Chronic Cluster Headache with Daily Attacks When Acute Nasal Spray Therapy Fails to Provide Relief
Clinical scenario
This protocol applies to the chronic form of cluster headache (ICHD-3 3.1.2), a less common presentation affecting fewer than 20% of cluster headache patients. Attacks occur on a daily basis; any symptom-free periods, if present at all, last fewer than 3 months — with this pattern sustained for at least 1 year.
Prior treatment — failure condition
This next-line protocol is indicated when acute attack therapy has not achieved the key goal of headache relief within 30 minutes of treatment. The acute therapies that may have been attempted include:
- Zolmitriptan nasal spray
- Sumatriptan nasal spray
- Dihydroergotamine nasal spray
- Lidocaine nasal instillation
Treatment goals
The target for this preventive protocol is at least a 50% reduction in attack frequency, with the preventive effect expected to be established within 2 to 3 weeks of initiation.
References
DOI: 10.1111/ene.15956
- In patients suffering from the less common chronic presentation (<20% of cluster headaches, ICHD-3 3.1.2), attacks often occur on a daily basis; if symptom-free periods are experienced, these last <3 months, for at least 1 year.

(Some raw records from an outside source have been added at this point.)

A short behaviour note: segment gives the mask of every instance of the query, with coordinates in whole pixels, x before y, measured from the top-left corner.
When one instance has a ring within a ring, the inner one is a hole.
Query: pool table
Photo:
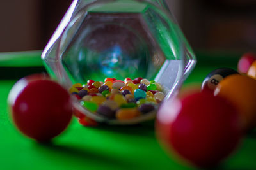
[[[241,53],[196,52],[198,64],[184,87],[200,84],[211,71],[236,68]],[[0,53],[1,169],[191,169],[157,143],[154,121],[132,126],[85,127],[74,118],[51,143],[38,143],[15,128],[8,113],[10,90],[20,78],[45,71],[40,51]],[[218,169],[256,169],[256,131]]]

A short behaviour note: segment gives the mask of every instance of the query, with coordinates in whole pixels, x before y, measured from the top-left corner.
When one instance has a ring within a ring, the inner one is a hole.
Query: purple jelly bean
[[[148,103],[143,104],[139,108],[140,111],[143,113],[150,112],[151,111],[153,111],[155,107],[152,104]]]
[[[99,87],[98,90],[99,93],[102,93],[103,91],[109,90],[109,87],[108,85],[102,85]]]
[[[115,111],[113,111],[110,108],[104,105],[99,106],[97,112],[99,114],[100,114],[108,118],[115,117]]]
[[[84,96],[88,94],[88,92],[86,90],[81,90],[78,92],[78,96],[80,96],[81,98],[83,98]]]
[[[143,91],[147,92],[147,85],[145,84],[141,83],[139,85],[139,89],[141,89]]]
[[[127,95],[127,94],[131,94],[130,90],[127,89],[124,90],[123,92],[122,92],[122,94],[124,95],[124,96],[125,96],[125,95]]]

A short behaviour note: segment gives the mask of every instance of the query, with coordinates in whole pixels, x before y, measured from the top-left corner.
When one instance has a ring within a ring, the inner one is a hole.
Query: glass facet
[[[74,0],[42,53],[50,75],[68,89],[89,79],[143,77],[172,97],[196,63],[195,56],[164,1]],[[74,107],[98,122],[120,122]]]

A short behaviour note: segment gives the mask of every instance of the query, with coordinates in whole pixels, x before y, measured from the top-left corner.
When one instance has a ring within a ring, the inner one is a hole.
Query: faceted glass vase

- Initial preventive treatment of cluster headache is usually verapamil at a daily dose of at least 240 mg.
- In clinical practice, most clinicians start up with 80 mg 3–4 times per day.
- Based on consensus, ergotamine tartrate or frovatriptan are also recommended for short-term prevention.
- Pharmacological nerve block of the GON is recommended and can be repeated if efficacious.
- The responder rate defined as 50% reduction in headache frequency was 80%.